As you know, virtio-net uses rx/tx pairs, so there's an expectation
that the guest will have an Rx queue for every Tx queue. We run our
individual virtqueues fairly deep (4096 entries) to give guests a wide
time window for re-posting Rx buffers and avoiding starvation on
packet delivery. Filling an Rx vring with max-sized mergeable buffers
(4096 bytes) is 16MB of GFP_ATOMIC allocations. At 32 queues this can
be up to 512MB of memory posted for network buffers. Scaling this to
the largest VM GCE offers today (160 VCPUs -- n1-ultramem-160) keeping
all of the Rx rings full would (in the large average Rx packet size
case) consume up to 2.5 GB(!) of guest RAM. Now, those VMs have 3.8T
of RAM available, but I don't believe we've observed a situation where
they would have benefited from having 2.5 gigs of buffers posted for
incoming network traffic :)

The second reason is interrupt related -- as I mentioned above, we
have found no workloads that clearly benefit from so many queues, but
we have found workloads that degrade. In particular workloads that do
a lot of small packet processing but which aren't extremely latency
sensitive can achieve higher PPS by taking fewer interrupt across
fewer VCPUs due to better batching (this also incurs higher latency,
but at the limit the "busy" cores end up suppressing most interrupts
and spending most of their cycles farming out work). Memcache is a
good example here, particularly if the latency targets for request
completion are in the ~milliseconds range (rather than the
microseconds we typically strive for with TCP_RR-style workloads).

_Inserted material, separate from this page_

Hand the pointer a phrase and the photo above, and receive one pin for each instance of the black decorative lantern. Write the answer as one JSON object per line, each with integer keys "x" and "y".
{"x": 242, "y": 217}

All of that said, we haven't been forthcoming with data (and
unfortunately I don't have it handy in a useful form, otherwise I'd
simply post it here), so I understand the hesitation to simply run
with napi_tx across the board. As Willem said, this patch seemed like
the least disruptive way to allow us to continue down the road of
"universal" NAPI Tx and to hopefully get data across enough workloads
(with VMs small, large, and absurdly large :) to present a compelling
argument in one direction or another. As far as I know there aren't
currently any NAPI related ethtool commands (based on a quick perusal
of ethtool.h) -- it seems like it would be fairly involved/heavyweight
to plumb one solely for this unless NAPI Tx is something many users
will want to tune (and for which other drivers would support tuning).